Extracorporeal shock wave therapy (ESWT), has emerged as a possible treatment option for patients with chronic plantar fasciitis. ESWT delivers focused shock waves to the body. There is both a high-energy and low-energy form of ESWT; and both forms of shock wave therapy can be used in the treatment of plantar fasciitis. Low-energy shock wave treatments are given as a series of three or more treatments. The low-energy shock waves are not painful, or mildly painful. On the other hand, the high-energy shock wave treatments are given at one session. High-energy shock wave treatments are quite painful, and some type of anesthesia is needed. Either a regional block or general anesthesia can be administered for the high-energy treatments.
Shock wave therapy is thought to work by inducing microtrauma to the tissue that is affected by plantar fasciitis. This microtrauma initiates a healing response by the body. This healing response causes blood vessel formation and increased delivery of nutrients to the affected area. The microtrauma is thought to stimulate a repair process and relieve the symptoms of plantar fasciitis. The medical value of extracorporeal shockwave therapy is however disputed. A number of both favorable and unfavorable studies exist, some utilizing deficient research practices. For treatment of heel pain the FDA study criteria are quite specific.
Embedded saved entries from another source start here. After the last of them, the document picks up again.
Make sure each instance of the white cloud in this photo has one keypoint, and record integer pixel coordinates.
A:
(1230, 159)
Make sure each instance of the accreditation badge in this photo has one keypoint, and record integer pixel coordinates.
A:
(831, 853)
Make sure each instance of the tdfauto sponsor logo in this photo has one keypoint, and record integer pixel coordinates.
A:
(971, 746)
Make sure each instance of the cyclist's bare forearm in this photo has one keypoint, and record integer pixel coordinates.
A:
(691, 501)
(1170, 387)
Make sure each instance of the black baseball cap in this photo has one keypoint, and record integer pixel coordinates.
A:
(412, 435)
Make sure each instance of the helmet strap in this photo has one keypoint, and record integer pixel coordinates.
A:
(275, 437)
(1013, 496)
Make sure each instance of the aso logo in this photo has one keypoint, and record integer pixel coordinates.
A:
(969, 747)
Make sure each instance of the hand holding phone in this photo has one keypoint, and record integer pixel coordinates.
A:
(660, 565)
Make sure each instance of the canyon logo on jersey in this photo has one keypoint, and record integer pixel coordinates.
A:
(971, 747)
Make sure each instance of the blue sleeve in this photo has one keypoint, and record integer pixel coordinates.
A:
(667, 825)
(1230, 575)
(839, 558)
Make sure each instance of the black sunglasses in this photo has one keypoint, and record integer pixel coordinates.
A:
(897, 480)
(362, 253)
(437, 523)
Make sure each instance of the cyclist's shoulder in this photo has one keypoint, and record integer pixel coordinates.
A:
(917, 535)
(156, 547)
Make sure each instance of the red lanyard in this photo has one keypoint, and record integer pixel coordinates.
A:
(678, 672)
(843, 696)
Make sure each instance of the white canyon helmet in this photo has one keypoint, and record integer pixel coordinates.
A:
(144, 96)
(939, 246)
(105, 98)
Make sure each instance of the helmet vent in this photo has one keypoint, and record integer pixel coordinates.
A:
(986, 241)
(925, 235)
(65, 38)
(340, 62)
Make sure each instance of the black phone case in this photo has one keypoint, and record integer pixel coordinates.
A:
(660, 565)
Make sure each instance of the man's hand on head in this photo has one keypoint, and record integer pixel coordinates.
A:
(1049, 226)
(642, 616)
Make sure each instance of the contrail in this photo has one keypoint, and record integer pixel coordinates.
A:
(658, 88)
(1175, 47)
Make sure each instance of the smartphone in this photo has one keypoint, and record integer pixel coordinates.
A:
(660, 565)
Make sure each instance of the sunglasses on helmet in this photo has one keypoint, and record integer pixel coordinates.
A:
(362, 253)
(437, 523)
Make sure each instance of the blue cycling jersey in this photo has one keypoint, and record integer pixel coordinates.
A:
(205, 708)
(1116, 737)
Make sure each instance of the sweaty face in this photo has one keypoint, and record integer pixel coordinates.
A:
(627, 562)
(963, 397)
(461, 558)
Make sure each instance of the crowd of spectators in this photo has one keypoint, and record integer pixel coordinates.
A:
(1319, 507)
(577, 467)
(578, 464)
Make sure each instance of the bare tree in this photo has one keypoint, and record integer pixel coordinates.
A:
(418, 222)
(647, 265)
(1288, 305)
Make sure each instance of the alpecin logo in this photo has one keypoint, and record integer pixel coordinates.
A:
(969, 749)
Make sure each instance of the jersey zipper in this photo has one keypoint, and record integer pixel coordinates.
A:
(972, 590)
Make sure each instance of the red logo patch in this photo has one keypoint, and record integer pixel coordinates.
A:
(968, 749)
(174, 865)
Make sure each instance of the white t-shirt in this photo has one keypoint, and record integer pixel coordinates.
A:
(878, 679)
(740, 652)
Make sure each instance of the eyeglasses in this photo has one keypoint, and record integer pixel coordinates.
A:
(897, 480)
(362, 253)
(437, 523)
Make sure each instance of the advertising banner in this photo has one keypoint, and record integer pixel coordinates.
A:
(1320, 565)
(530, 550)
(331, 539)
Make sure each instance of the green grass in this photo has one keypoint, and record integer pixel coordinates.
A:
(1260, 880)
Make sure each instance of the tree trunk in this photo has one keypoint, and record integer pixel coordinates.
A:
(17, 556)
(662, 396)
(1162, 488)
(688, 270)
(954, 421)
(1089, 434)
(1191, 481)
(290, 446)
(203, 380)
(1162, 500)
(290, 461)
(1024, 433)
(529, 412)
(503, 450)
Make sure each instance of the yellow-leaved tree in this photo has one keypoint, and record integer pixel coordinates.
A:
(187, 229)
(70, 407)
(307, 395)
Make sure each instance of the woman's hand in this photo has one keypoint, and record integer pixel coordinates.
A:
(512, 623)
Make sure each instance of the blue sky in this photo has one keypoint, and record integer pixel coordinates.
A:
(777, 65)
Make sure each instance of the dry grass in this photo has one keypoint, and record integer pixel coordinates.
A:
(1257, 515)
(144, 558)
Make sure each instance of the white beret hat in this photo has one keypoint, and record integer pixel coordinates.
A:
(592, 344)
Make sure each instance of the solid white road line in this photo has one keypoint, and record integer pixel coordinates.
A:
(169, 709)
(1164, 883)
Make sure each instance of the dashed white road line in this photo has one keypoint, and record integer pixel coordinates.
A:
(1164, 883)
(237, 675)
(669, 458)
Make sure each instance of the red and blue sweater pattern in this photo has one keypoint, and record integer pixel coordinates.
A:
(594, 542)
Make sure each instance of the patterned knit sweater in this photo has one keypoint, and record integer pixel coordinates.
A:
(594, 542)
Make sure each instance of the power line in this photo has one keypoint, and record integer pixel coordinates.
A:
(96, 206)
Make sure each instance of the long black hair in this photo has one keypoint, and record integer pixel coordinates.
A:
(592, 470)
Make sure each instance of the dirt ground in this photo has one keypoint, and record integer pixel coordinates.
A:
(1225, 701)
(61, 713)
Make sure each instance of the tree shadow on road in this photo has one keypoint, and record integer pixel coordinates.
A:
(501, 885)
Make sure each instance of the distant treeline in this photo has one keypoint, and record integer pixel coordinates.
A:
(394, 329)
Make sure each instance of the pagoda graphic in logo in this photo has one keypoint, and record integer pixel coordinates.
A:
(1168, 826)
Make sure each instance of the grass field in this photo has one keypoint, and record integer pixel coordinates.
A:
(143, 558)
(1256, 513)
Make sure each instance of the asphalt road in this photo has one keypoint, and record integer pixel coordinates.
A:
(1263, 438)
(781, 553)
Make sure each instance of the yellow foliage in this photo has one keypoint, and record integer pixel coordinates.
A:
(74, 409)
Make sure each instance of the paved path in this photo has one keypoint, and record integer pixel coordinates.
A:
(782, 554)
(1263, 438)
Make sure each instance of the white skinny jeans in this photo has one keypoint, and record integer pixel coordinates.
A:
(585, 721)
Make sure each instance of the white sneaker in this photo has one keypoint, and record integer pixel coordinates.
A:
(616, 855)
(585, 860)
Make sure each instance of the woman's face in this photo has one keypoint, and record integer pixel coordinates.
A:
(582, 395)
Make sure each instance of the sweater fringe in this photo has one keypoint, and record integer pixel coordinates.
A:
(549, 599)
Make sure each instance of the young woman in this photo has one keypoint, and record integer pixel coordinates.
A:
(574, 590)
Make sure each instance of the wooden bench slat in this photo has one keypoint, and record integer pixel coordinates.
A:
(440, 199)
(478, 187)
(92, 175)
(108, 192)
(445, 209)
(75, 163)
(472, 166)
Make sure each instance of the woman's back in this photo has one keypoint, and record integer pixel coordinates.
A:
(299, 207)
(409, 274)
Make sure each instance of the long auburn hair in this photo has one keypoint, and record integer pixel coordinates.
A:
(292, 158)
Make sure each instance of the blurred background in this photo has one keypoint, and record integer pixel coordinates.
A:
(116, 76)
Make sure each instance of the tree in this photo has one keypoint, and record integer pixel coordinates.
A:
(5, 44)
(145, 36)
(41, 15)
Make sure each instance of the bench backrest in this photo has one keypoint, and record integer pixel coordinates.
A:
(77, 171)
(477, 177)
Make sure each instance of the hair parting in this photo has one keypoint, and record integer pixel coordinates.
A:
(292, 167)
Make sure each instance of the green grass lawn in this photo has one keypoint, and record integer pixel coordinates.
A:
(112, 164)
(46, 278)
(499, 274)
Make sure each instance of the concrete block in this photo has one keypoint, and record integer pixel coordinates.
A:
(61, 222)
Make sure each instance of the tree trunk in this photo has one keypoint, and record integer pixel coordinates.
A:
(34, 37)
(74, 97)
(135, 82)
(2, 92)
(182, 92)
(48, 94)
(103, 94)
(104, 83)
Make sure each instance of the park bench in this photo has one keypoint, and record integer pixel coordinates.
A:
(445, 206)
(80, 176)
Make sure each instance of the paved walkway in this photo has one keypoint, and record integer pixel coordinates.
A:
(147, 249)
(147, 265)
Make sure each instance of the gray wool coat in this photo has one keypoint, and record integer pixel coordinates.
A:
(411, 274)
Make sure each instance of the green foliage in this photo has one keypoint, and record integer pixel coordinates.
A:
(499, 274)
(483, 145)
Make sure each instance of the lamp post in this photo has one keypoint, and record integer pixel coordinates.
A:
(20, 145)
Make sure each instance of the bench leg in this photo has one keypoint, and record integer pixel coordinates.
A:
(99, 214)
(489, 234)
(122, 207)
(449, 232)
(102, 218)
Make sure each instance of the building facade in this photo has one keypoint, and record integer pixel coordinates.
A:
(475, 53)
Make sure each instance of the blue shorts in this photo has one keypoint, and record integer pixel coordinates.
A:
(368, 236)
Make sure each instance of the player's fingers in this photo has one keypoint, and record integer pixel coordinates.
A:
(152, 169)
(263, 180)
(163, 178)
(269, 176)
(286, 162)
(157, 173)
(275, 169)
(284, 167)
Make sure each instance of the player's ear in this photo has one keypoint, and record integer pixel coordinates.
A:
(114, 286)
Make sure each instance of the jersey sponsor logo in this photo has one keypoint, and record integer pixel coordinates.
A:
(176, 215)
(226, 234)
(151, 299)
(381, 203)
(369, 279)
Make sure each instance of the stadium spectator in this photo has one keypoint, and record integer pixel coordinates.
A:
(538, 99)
A person has to have experienced heel pain for at least six months and had at least three other types of treatments (cortisone injections, oral anti-inflammatory medication, orthotics, physical therapy, etc.) without relief. In the US the technology is approved by the Food and Drug Administration (FDA) for treatment of plantar fasciitis and tennis elbow. However there is a FDA study to treat recalcitrant diabetic wounds.
Improved technology means ESWT can be done without anesthesia in the physician's office in less than 10 minutes. Research indicates that there is significant reduction in intensity of application pain with the use of castor oil rather than ultrasound jelly. The positive effect of castor oil can be explained by its cavitations-free quality. The patient is afterwards able to walk out but may experience feeling on the heel. Because the treatment has reintroduced an inflammatory response then anti-inflammatory medication or ice are contraindicated. Experts believe people with neurological and vascular disease of the foot, or prior history of rupture of the plantar fascial ligament, open bone growth plates, pregnancy, implanted metal in the area (bone screws and pins) and people on medication that interferes with blood clotting such as coumadin and prophylactic aspirin should not undergo Extracorporeal Shockwave Therapy.